The bank had been expected to publish a management statement yesterday, but did not do so.

And, more importantly, senior corporate finance sources said that no board of an Irish bank would agree to sign up to a share-sale prospectus in the current environment without having a newly audited set of accounts before it.

BoI is preparing to come out at the end of March with results for the nine months to the end of December.

But sources said the timing of anticipated 'rights issue' share sales by the two main banks is still highly uncertain, as Brussels' verdict on their restructuring plans continues to be dragged out.

Hopes that BoI and Allied Irish Banks would have feedback at the end of this month are set to be dashed. Sources said this is due to the recent changeover of top figures in the EU Commission, and the authorities taking a more probing view of Irish banks' viability plans, particularly that of Anglo Irish Bank.

Still, they indicated the Commission is at a more advanced stage in signing-off on the National Asset Management Agency (NAMA) project, as the five participating banks race to complete documentation ahead of an expected transfer of the first tranche of loans at the end of next week.

In the meantime, it is understood that three investment banks -- Credit Suisse, Deutsche Bank and UBS -- are lining up to partly underwrite -- or guarantee -- a €1bn-plus, heavily discounted rights issue by BoI.

The Irish Independent reported last month that Credit Suisse had assumed a top advisory role with BoI, after high-flying corporate banker Chris Williams moved to the Swiss investment bank from Citigroup. Both Credit Suisse and UBS, BoI's broker, advised on the group's recent subordinated debt restructuring deal, which raised €405m.

It is also believed that the Government plans to convert a tranche of its €3.5bn of preference shares. The State is also likely to partly underwrite a rights issue.

The final element of the €2.5bn-plus package would see BoI raise in the region of €500m through a conversion of some of its so-called tier 1 and upper 2 subordinated bonds into equity.

Well-informed sources have poured cold water on speculation emanating from London late last week that a private equity or strategic investor could also be brought on board.

Capital-raising plans are integral parts of the EU restructuring plans of both BoI and AIB. Both will have to be in a position to provide prospective investors with clarity on their expected writedowns on NAMA-bound loans as well as their remaining portfolios.

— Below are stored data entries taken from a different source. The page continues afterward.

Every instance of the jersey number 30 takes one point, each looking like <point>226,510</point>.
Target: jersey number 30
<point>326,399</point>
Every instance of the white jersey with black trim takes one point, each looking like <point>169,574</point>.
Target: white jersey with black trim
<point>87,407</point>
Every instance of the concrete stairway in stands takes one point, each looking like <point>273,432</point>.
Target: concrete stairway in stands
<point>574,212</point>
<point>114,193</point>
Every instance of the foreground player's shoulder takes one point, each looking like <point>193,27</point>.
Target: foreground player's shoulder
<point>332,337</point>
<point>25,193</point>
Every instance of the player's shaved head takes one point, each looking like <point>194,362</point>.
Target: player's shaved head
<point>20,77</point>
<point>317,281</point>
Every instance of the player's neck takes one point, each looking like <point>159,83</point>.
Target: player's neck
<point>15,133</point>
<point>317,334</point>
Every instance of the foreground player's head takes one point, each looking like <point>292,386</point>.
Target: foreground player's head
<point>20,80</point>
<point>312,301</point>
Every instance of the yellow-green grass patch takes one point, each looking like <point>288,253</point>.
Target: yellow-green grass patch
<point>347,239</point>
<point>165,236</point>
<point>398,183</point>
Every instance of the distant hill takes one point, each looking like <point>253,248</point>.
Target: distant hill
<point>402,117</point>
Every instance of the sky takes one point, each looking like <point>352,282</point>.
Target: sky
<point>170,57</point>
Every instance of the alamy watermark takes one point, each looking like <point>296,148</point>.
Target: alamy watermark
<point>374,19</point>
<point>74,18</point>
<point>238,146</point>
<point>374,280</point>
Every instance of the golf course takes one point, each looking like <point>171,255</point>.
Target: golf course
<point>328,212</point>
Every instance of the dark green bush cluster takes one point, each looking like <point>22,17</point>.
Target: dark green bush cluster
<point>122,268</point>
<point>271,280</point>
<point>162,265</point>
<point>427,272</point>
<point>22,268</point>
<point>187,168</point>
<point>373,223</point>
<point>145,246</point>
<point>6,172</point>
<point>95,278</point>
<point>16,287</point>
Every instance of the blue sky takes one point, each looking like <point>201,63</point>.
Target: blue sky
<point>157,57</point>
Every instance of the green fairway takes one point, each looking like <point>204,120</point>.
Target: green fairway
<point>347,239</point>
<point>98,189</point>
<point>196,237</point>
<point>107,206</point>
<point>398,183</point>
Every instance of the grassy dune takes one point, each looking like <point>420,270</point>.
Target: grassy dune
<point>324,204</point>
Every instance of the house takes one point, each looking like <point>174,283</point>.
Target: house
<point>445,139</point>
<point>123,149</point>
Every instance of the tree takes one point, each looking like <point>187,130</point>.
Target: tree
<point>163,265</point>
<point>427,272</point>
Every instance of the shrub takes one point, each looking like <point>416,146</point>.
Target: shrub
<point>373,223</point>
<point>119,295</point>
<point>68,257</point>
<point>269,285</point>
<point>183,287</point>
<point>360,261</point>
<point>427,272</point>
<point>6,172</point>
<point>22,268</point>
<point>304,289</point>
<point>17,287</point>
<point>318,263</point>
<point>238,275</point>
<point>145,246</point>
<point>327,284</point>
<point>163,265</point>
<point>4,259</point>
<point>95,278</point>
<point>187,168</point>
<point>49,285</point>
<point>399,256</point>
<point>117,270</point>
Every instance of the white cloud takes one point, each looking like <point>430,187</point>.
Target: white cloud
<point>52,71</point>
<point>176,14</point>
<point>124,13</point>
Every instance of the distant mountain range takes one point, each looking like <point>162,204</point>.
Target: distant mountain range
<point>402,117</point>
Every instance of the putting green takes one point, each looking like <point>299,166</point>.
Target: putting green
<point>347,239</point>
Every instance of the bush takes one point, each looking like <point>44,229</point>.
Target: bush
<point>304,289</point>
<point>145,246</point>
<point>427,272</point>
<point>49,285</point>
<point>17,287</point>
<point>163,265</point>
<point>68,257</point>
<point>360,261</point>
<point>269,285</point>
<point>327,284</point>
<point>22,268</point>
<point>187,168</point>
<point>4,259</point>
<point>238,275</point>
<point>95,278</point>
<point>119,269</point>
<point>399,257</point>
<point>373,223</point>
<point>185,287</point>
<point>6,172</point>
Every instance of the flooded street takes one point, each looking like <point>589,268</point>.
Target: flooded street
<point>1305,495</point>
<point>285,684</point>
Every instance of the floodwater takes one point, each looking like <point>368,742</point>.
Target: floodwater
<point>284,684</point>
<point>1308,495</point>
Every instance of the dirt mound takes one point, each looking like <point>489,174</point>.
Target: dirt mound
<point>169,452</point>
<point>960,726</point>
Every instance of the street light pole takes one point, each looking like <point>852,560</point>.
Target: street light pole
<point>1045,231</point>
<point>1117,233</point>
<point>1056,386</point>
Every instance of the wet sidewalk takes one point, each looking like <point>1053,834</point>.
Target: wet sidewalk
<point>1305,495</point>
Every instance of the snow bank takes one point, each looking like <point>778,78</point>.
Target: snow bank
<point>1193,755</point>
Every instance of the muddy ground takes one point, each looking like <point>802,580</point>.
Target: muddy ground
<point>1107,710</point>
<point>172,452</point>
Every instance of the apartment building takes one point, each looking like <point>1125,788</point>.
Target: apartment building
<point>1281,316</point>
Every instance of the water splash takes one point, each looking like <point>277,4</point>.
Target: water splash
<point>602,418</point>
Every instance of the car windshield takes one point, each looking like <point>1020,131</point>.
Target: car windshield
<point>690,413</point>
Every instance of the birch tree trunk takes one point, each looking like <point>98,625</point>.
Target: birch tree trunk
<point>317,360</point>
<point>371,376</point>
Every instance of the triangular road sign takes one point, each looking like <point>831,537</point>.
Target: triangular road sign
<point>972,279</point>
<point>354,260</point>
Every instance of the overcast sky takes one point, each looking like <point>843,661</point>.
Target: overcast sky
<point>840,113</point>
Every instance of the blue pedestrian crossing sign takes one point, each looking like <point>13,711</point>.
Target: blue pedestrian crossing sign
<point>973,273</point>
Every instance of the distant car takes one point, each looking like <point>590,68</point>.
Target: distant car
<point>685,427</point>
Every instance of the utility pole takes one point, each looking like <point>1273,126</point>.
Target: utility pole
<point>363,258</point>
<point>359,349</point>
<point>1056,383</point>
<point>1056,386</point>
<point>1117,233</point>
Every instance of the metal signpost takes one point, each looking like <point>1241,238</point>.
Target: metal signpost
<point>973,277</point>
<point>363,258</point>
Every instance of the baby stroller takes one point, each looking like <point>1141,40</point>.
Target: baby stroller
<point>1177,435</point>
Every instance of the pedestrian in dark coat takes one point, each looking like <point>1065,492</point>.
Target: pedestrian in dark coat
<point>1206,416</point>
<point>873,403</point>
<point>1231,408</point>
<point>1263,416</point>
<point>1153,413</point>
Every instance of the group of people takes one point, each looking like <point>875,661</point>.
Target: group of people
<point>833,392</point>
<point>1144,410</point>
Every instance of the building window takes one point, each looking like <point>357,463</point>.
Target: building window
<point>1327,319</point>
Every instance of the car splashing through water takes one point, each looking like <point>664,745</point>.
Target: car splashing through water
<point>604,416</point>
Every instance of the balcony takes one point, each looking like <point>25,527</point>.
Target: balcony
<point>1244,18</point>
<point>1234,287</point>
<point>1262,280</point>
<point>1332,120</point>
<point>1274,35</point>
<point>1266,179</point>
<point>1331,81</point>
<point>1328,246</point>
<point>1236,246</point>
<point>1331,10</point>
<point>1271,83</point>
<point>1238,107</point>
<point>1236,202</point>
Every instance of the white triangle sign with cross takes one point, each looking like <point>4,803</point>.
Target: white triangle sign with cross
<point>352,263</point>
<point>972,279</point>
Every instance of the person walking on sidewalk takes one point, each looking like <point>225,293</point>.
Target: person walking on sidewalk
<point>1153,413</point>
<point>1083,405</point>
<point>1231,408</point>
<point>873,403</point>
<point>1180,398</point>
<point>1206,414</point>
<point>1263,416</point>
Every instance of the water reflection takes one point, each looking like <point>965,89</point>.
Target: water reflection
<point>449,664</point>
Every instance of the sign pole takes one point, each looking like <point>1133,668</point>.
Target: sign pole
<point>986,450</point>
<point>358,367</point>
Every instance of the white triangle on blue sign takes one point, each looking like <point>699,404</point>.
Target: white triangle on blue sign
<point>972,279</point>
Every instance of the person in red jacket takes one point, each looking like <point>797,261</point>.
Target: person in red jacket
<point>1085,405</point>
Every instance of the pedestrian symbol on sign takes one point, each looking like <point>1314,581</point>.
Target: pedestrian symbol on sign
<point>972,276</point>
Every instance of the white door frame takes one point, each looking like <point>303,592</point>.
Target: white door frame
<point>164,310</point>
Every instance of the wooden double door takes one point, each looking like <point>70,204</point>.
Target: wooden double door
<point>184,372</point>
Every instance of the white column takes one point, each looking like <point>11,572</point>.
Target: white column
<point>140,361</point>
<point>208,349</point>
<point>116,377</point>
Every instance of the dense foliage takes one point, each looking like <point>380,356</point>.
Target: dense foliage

Meanwhile, BoI is locked in talks with the Department of Finance and Commission officials over the treatment of the first €250m dividend due this weekend on the State's preference shares in the bank.

Brussels has placed a coupon 'stopper' on a number of BoI securities, as it continues its deliberations on the bank's restructuring plans. The Government is entitled to shares in lieu of a cash dividend -- equivalent to a 15pc-20pc stake.